Short Rib barrio Tacos:
- 5 to 7 lbs. of teXga short ribs, thawed
- Olive oil
- Fajita seasoning
- 5-7 dried peppers for adobo sauce creation
- 10 garlic gloves
- 1 white onion diced
- 1.5 TBS of better than bouillon garlic paste
- 3 cups beef broth
- 1 cup white vinegar
- 1/2 tsp cumin
- 1 TBS Mexican Oregano
- 1 TBS Mexican Cinnamon
- 1, 6oz. can tomato paste
- 3 bay leaves
- Salt & Pepper
- Drizzle short ribs with olive oil and cover in your favorite seasoning
- Sear all sides of your short ribs. It just takes few minutes.
- Next you make a chili pepper /adobo sauce that you’ll braise your short ribs in.
- We picked up a bag of dried peppers at Wal Mart (5 peppers). Be sure to cut the stems off and try to get as many of the seeds out too to limit the heat of the sauce.
- Cook down peppers for 10 mins with 10 cloves of garlic and 1 cups of water and 1 cup of beef broth (add more broth if needed)

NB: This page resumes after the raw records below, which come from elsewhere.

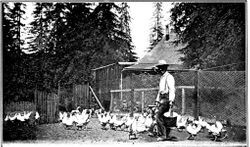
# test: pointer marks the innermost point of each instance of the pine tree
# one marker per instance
(157, 29)
(214, 32)
(13, 72)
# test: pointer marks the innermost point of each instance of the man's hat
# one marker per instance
(161, 64)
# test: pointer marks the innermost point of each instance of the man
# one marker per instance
(164, 100)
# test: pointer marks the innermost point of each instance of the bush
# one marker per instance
(18, 130)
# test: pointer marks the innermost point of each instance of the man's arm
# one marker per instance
(171, 87)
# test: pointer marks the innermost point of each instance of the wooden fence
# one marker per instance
(19, 106)
(47, 106)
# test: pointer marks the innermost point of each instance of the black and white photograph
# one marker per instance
(156, 73)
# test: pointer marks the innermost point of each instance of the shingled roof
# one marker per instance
(164, 50)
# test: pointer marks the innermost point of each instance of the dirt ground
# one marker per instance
(56, 133)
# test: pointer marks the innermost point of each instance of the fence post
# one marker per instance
(131, 94)
(142, 101)
(196, 95)
(183, 101)
(111, 102)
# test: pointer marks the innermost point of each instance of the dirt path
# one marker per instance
(56, 133)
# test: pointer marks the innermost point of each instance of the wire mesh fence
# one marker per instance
(222, 95)
(204, 93)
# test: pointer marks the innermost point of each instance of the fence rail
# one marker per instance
(201, 93)
(19, 106)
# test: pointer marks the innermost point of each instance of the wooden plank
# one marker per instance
(142, 100)
(148, 89)
(183, 101)
(111, 102)
(98, 101)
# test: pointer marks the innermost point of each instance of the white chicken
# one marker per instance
(148, 121)
(7, 118)
(68, 121)
(12, 116)
(76, 111)
(133, 128)
(82, 120)
(104, 118)
(118, 123)
(129, 121)
(140, 125)
(61, 114)
(20, 117)
(193, 130)
(181, 123)
(216, 130)
(27, 115)
(37, 116)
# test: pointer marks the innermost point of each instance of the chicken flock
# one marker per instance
(143, 122)
(138, 123)
(22, 118)
(75, 118)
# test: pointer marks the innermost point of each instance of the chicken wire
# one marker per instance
(222, 95)
(145, 91)
(219, 93)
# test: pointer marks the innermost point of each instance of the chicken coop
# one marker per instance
(107, 78)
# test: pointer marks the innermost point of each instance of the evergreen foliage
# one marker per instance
(214, 32)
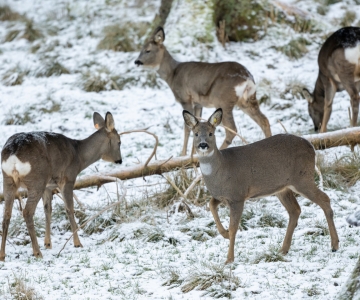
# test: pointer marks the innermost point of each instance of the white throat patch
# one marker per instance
(13, 166)
(206, 168)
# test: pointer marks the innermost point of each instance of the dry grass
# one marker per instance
(340, 173)
(20, 289)
(271, 254)
(215, 279)
(52, 68)
(7, 14)
(29, 32)
(295, 49)
(182, 179)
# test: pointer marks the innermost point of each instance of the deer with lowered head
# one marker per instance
(197, 84)
(44, 161)
(280, 165)
(339, 69)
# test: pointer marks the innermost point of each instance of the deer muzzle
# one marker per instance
(138, 62)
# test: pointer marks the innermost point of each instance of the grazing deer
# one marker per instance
(277, 165)
(196, 85)
(339, 69)
(44, 161)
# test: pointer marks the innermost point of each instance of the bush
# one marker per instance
(245, 20)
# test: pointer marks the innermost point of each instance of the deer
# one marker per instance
(278, 165)
(339, 69)
(43, 161)
(198, 84)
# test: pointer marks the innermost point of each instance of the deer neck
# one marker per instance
(90, 149)
(167, 67)
(211, 163)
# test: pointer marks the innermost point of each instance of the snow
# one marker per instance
(133, 259)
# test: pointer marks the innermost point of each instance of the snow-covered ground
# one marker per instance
(152, 254)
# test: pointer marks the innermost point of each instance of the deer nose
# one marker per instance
(138, 62)
(203, 145)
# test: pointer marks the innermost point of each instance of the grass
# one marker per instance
(269, 219)
(52, 68)
(14, 76)
(340, 173)
(21, 290)
(7, 14)
(348, 18)
(216, 280)
(182, 179)
(271, 254)
(295, 49)
(125, 37)
(29, 32)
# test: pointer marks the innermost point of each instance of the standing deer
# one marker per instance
(277, 165)
(196, 85)
(44, 161)
(339, 69)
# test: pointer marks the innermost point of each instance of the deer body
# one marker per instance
(277, 165)
(197, 84)
(339, 69)
(44, 161)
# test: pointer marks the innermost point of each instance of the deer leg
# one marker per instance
(28, 213)
(330, 90)
(47, 198)
(190, 109)
(290, 203)
(213, 208)
(252, 109)
(9, 195)
(228, 121)
(236, 209)
(313, 193)
(67, 193)
(354, 99)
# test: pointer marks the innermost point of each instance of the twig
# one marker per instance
(92, 218)
(192, 185)
(282, 125)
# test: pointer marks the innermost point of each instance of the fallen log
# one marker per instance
(343, 137)
(350, 137)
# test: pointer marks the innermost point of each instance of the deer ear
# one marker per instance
(216, 117)
(109, 122)
(190, 119)
(159, 35)
(99, 121)
(307, 95)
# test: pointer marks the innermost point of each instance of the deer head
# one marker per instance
(152, 52)
(204, 137)
(111, 145)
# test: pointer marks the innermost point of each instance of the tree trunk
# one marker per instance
(350, 136)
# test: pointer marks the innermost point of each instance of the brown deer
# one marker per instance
(44, 161)
(339, 69)
(277, 165)
(196, 85)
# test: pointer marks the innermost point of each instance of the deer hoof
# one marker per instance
(48, 245)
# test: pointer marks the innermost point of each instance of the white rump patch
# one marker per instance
(352, 54)
(14, 167)
(206, 169)
(245, 89)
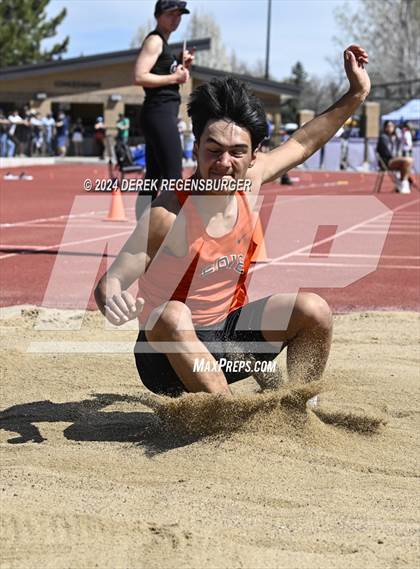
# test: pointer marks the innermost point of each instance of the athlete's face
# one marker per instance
(169, 21)
(224, 150)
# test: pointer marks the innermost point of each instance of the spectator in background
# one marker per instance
(100, 133)
(49, 133)
(37, 133)
(161, 73)
(15, 121)
(62, 130)
(123, 128)
(388, 149)
(7, 146)
(407, 140)
(77, 137)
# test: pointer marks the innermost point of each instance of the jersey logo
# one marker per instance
(233, 261)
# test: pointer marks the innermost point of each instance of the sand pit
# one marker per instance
(95, 473)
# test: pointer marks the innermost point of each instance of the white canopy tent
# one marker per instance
(408, 112)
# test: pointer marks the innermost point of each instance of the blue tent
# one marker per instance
(408, 112)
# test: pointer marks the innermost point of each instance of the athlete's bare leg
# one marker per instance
(308, 333)
(172, 324)
(403, 165)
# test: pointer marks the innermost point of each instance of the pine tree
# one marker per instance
(23, 27)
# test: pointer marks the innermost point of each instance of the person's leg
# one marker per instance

Then pour peppers into a blender and add:
2 cups beef stock
1 cup white vinegar
1 diced onion
1/2 teaspoon cumin
1 TBS oregano
1 TBS cinnamon
1 6 oz can tomato paste
3 bay leaves
*Extra: I’d add a spoon of the ‘better than bullion garlic’ to the blend! It just adds an additional depth of savory, salty flavor to the sauce.
Then add your seared short ribs back to a dutch oven and pour your adobe sauce over it and cook over low heat.
Check short ribs once a hour for 3 to four hours. Make sure you do not run out of liquid in your braise!
Then pull your short rib off the stove top, debone and shred.
*Don’t throw away your adobo sauce yet! Using a Blackstone or flat cook top, dip your corn tortillas in the adobo sauce and put them on the flat top. Then top with your short rib, Mexican cheese,& cilantro. Fold the tortilla over to make a taco and so that all cheese melts.